Why does the order of terms in a formula translate into different models/ model matrices?

classic Classic list List threaded Threaded
7 messages Options
Reply | Threaded
Open this post in threaded view
|

Why does the order of terms in a formula translate into different models/ model matrices?

Alexandra
Dear all,

I have encountered some strange things when creating lm objects in R:  model depends on the order of the terms specified in a formula.
Let us consider the following simple example:

> dat <- expand.grid(A = factor(c("a1", "a2")),
+                    B = factor(paste("b", 1:4, sep="")),
+                    rep = factor(1:2))
> set.seed(12345)
> dat$x <- 1:16 * .5 + runif(16)
> dat$Y <- rnorm(16)

> dat
    A  B rep        x          Y
1  a1 b1   1 1.220904 -0.2841597
2  a2 b1   1 1.875773 -0.9193220
3  a1 b2   1 2.260982 -0.1162478
4  a2 b2   1 2.886125  1.8173120
5  a1 b3   1 2.956481  0.3706279
6  a2 b3   1 3.166372  0.5202165
7  a1 b4   1 3.825095 -0.7505320
8  a2 b4   1 4.509224  0.8168998
9  a1 b1   2 5.227705 -0.8863575
10 a2 b1   2 5.989737 -0.3315776
11 a1 b2   2 5.534535  1.1207127
12 a2 b2   2 6.152373  0.2987237
13 a1 b3   2 7.235685  0.7796219
14 a2 b3   2 7.001137  1.4557851
15 a1 b4   2 7.891203 -0.6443284
16 a2 b4   2 8.462495 -1.5531374


> logLik(m0 <- lm(Y ~ A:B + x:A, dat))
'log Lik.' -13.22186 (df=11)

> logLik(m1 <- lm(Y ~ x:A + A:B, dat))
'log Lik.' -13.66822 (df=10)

To me it is a bit strange that m0 and m1 models appear to have different loglikelihood (only the order of the terms in a formula was changed!)

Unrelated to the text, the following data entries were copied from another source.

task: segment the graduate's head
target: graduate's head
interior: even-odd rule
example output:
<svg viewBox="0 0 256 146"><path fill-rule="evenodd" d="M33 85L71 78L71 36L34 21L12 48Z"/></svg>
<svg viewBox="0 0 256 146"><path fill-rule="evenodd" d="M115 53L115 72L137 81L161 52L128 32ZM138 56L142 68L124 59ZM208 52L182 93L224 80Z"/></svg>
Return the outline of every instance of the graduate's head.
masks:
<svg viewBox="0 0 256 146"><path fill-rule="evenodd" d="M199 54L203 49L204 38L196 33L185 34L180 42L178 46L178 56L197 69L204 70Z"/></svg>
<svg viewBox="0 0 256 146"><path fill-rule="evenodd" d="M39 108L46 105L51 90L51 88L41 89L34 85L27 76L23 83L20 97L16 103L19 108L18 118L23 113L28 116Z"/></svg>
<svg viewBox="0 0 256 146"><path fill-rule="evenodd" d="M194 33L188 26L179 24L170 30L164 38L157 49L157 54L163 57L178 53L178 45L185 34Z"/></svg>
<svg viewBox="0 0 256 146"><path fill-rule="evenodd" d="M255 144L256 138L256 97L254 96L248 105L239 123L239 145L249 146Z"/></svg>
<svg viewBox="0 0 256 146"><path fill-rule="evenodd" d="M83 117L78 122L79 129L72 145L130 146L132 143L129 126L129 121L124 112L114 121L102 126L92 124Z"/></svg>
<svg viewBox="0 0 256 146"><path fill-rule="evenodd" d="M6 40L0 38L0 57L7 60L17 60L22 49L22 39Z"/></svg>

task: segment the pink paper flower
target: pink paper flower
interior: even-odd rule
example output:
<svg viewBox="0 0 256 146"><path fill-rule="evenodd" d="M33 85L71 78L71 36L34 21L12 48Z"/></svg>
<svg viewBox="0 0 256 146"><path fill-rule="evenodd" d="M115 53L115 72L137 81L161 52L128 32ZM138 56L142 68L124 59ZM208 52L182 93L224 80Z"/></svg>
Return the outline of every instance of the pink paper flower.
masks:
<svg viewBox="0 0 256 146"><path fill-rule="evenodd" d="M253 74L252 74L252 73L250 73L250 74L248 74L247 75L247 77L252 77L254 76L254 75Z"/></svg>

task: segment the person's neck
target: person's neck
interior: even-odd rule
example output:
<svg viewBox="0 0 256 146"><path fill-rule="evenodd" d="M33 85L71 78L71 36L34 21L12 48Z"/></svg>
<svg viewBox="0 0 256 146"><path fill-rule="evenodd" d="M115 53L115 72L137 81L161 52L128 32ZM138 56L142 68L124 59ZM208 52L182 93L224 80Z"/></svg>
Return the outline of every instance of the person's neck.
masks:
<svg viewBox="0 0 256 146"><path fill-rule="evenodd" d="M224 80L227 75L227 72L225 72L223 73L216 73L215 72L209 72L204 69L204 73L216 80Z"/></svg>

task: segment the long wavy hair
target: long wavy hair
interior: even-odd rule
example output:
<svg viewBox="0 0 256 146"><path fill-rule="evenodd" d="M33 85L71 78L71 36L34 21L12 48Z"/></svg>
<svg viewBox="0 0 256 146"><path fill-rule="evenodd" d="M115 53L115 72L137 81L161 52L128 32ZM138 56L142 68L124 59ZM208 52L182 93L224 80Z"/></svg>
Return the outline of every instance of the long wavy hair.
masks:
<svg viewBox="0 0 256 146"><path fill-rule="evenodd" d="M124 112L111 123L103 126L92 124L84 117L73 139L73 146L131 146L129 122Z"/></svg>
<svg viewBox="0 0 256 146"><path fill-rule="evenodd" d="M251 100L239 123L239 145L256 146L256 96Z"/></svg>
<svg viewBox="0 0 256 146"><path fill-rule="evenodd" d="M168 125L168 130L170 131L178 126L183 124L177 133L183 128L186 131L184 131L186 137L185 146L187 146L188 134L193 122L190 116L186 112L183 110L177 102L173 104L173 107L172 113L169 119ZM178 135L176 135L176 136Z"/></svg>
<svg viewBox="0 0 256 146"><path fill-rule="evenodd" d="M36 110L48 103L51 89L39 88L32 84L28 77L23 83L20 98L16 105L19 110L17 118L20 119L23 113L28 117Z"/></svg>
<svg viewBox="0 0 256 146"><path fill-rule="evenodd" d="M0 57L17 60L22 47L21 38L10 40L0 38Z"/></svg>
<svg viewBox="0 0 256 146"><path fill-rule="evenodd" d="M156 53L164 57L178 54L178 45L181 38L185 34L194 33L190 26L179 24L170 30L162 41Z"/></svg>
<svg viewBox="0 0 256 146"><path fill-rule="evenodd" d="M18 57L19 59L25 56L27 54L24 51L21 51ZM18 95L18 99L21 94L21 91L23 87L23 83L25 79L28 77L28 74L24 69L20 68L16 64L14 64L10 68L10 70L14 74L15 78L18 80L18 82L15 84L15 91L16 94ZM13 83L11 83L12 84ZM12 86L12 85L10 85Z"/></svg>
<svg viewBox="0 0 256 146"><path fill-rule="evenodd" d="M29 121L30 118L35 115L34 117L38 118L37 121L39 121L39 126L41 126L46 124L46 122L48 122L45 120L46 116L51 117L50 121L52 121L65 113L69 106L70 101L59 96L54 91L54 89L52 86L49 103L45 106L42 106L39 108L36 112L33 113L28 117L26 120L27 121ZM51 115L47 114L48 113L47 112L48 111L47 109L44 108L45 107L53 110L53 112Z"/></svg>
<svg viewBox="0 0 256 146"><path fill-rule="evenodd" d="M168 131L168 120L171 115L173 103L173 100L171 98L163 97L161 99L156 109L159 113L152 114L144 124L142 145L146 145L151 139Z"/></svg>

My guess is that the problem lies in model.matrix:

X1 <- model.matrix(~ x:A + A:B, dat)
X2 <- model.matrix(~ A:B + x:A, dat)


## number of columns:
ncol(X1) ## 9

> ncol(X2) ## 11

## rank of design matrices:
qr(X1)$rank ## 9

qr(X2)$rank ## 10

 
Will be very grateful if someone could help me here!

Thanks,

Alexandra



Reply | Threaded
Open this post in threaded view
|

Re: Why does the order of terms in a formula translate into different models/ model matrices?

bbolker
Alexandra <alku <at> imm.dtu.dk> writes:

>
> Dear all,
>
> I have encountered some strange things when creating lm objects in R:  model
> depends on the order of the terms specified in a formula.
> Let us consider the following simple example:
>
> > dat <- expand.grid(A = factor(c("a1", "a2")),
> +                    B = factor(paste("b", 1:4, sep="")),
> +                    rep = factor(1:2))
> > set.seed(12345)
> > dat$x <- 1:16 * .5 + runif(16)
> > dat$Y <- rnorm(16)
>
> > dat

  [snip]

>
> > logLik(m0 <- lm(Y ~ A:B + x:A, dat))
> 'log Lik.' -13.22186 (df=11)
>
> > logLik(m1 <- lm(Y ~ x:A + A:B, dat))
> 'log Lik.' -13.66822 (df=10)
>
> To me it is a bit strange that m0 and m1 models appear to have different
> loglikelihood (only the order of the terms in a formula was changed!)
>
> My guess is that the problem lies in model.matrix:
>
> X1 <- model.matrix(~ x:A + A:B, dat)
> X2 <- model.matrix(~ A:B + x:A, dat)
>
> ## number of columns:
> ncol(X1) ## 9
>
> > ncol(X2) ## 11
>
> ## rank of design matrices:
> qr(X1)$rank ## 9
>
> qr(X2)$rank ## 10

   I agree that this seems weird, and I haven't been able to figure
it out yet.  My best (not very well-informed) guess is that there is
something going on with automatic dropping of terms that appear to
be aliased?? and that this test is (perhaps unintentionally) order-
dependent. I don't see anything obvious in the R code
(model.matrix.default) that would be responsible, and I haven't
had time (and probably won't) to go through the underlying C code
(do_modelmatrix in src/main/model.c) to see what's going on.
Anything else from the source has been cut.